Ultima Online Interview

Massively has published an entertaining interview with Richard Garriott about the development of Ultima Online, from the design choices that were made to some of the issues that crept up before and after the game’s launch. He even addresses his famous end-of-beta death:

Tell us the truth: from your perspective, how’d you react to being PK’d in beta?

What’s funny is that normally my character wasn’t PKable, but after each beta server wipe, it was important for me to reset the immortality flag on Lord British. I’d been toodling around for weeks assuming that I was immortal, but I wasn’t. When Rainz threw a fire field at me, I assumed I was immortal and stepped back into the field and keeled over dead. Days later we had to pour over the server logs to see what happened.

One of our QA guys hurries over to resurrect me, a minute away from the shutdown of the server at the end of beta. At the time, all the players and employees from all over the world had congregated in that one area, and the QA guys didn’t know who to punish, so they decided to kill them all. They summoned dragons and demons and shot off fireworks and massacred everyone who was there. We thought it was great fun at the time, but what horrified us later was to learn that many players did not think it was fun — they got killed and sent away as a ghost so they couldn’t be there at the final moment.

What feature did you particularly enjoy seeing go in the game? What about a feature you wanted in the game, but ultimately (no pun intended) got scratched?

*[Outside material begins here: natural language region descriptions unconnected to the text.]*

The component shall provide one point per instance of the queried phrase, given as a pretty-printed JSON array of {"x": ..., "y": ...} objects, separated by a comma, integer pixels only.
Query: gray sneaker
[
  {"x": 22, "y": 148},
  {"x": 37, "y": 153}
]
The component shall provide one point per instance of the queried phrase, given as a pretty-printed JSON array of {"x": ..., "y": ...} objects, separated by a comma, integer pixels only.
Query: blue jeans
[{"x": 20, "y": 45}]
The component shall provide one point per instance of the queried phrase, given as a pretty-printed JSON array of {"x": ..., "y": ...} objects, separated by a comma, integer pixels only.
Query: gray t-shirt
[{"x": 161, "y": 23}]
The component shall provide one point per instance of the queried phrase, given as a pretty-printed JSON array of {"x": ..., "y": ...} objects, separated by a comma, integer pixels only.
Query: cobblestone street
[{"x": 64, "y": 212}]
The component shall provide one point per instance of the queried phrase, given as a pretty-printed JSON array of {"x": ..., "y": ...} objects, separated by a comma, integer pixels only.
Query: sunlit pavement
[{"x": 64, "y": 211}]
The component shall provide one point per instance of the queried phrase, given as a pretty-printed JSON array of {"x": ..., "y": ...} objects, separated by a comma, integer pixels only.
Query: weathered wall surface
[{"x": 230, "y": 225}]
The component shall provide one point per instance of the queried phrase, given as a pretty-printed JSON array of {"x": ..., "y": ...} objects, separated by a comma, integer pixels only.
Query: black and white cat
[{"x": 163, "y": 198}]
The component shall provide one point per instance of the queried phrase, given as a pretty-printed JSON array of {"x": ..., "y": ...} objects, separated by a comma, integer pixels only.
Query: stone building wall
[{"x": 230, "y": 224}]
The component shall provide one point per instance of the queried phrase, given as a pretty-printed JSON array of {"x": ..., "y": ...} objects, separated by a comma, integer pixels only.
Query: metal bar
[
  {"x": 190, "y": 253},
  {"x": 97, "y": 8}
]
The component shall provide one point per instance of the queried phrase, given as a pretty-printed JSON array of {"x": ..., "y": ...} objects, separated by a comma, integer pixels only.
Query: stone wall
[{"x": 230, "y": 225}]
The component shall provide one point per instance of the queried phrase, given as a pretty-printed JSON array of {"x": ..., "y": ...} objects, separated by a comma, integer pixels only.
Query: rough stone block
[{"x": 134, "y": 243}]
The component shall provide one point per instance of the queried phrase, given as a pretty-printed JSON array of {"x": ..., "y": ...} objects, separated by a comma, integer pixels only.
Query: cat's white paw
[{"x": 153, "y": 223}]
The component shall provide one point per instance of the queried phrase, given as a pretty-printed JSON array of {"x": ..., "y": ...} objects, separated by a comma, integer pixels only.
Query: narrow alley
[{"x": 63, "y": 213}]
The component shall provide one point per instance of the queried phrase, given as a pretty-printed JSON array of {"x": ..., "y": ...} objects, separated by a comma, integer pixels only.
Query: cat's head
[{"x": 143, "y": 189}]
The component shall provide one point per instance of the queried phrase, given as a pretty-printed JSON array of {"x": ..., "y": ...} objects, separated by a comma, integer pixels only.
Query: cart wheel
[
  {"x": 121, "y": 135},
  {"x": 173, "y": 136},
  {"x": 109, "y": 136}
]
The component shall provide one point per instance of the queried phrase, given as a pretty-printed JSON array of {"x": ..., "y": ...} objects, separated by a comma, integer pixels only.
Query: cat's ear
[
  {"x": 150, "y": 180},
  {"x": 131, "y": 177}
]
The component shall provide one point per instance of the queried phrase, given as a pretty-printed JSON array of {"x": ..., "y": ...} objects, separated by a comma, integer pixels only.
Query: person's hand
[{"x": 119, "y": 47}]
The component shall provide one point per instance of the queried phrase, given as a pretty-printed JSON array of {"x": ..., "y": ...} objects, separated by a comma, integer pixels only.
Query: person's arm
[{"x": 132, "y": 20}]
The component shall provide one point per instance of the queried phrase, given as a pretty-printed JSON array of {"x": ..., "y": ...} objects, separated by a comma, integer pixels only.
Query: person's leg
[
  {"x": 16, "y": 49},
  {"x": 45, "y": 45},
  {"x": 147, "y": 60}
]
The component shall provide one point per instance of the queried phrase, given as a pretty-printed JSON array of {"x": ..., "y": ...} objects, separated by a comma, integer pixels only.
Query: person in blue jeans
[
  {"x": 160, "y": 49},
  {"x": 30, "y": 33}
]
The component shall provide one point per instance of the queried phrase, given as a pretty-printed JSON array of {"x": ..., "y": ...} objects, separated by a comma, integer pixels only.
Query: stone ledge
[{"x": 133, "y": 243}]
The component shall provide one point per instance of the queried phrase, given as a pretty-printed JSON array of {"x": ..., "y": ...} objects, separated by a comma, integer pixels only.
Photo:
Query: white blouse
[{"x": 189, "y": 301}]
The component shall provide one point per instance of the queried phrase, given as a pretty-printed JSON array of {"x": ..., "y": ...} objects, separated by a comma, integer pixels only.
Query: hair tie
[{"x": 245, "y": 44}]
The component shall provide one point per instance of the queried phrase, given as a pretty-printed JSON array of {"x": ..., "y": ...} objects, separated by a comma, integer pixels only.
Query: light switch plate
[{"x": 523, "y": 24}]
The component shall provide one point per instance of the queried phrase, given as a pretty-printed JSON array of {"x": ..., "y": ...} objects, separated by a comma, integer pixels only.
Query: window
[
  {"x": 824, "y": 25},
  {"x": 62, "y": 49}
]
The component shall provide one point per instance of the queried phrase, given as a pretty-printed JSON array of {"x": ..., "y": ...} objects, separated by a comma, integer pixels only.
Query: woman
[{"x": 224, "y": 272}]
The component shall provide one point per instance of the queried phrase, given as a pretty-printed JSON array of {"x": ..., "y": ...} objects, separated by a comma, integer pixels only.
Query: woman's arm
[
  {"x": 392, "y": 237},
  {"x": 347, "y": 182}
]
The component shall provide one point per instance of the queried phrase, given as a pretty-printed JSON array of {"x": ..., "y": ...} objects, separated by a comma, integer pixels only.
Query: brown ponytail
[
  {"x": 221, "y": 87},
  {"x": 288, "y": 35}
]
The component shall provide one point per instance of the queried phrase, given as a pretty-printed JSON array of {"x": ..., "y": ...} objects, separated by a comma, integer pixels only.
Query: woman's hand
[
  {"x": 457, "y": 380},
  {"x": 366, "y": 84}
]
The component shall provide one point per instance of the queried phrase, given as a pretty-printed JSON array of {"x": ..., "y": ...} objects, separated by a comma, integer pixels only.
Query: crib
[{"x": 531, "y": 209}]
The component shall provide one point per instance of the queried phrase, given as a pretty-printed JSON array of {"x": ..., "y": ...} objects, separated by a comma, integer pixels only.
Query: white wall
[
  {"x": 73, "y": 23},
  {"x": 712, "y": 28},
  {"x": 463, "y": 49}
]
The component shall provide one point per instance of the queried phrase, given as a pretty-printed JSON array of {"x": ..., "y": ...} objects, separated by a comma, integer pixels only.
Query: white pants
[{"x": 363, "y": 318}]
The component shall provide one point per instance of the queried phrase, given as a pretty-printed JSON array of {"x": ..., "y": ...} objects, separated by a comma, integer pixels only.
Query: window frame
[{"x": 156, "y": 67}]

Two features stand out as noteworthy in spite of how they turned out. The first was a feature that failed — that was the virtual ecology. We had spent a great deal of time and effort building a virtual ecology between plants, herbivores and carnivores. When the game operated with no players in it, it found a natural balance. When the game launched, the players killed the creatures so fast that there was no way to crank the respawn up high enough to give it any relevance. So very sadly, we removed it.

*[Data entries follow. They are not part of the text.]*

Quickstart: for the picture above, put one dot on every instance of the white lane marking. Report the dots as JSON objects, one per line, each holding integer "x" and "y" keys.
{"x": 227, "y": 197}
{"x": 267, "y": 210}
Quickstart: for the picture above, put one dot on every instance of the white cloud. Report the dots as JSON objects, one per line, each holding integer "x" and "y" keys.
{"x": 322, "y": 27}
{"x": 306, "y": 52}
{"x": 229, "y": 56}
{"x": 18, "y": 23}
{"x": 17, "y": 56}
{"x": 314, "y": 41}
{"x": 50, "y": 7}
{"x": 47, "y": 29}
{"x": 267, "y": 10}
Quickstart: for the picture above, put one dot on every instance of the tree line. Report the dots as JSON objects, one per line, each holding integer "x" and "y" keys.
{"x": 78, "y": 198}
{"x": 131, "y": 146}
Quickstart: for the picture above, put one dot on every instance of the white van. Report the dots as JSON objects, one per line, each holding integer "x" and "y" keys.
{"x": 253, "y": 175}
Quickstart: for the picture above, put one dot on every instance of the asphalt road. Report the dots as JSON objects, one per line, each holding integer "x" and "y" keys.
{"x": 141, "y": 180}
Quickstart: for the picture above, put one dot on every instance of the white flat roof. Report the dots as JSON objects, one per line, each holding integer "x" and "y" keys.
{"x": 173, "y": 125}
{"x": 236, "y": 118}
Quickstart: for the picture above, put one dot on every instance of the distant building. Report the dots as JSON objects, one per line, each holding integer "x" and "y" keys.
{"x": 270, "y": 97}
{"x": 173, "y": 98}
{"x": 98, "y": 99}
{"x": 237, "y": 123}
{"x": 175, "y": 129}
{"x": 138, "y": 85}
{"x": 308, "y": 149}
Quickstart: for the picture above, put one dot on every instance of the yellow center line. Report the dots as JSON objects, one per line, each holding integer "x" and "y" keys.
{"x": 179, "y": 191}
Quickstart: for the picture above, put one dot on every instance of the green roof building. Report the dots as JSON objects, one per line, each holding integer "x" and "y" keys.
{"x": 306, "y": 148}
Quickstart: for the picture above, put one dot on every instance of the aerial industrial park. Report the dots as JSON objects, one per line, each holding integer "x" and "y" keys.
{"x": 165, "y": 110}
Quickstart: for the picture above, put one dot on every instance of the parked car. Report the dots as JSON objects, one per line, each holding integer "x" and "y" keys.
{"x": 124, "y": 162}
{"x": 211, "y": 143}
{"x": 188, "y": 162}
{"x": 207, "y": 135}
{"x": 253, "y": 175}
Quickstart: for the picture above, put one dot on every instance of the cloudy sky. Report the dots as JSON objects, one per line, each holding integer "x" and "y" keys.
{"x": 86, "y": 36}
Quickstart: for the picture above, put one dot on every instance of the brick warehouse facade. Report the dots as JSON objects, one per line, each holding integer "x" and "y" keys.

Conversely was the amazingly uninteresting feature of fishing that we put into the game for completeness. Even though it was extremely basic, that feature became stunningly popular, and a bunch of apocryphal stories arose of whether fishing worked better in streams or rivers (it didn’t). So we doubled-down on it and increased the sophistication of the feature.

I spent a lot of time in the UO beta, but unfortunately I wasn’t there to see Mr. British taken down. I can’t help but feel like I missed out on a classic moment in MMO history.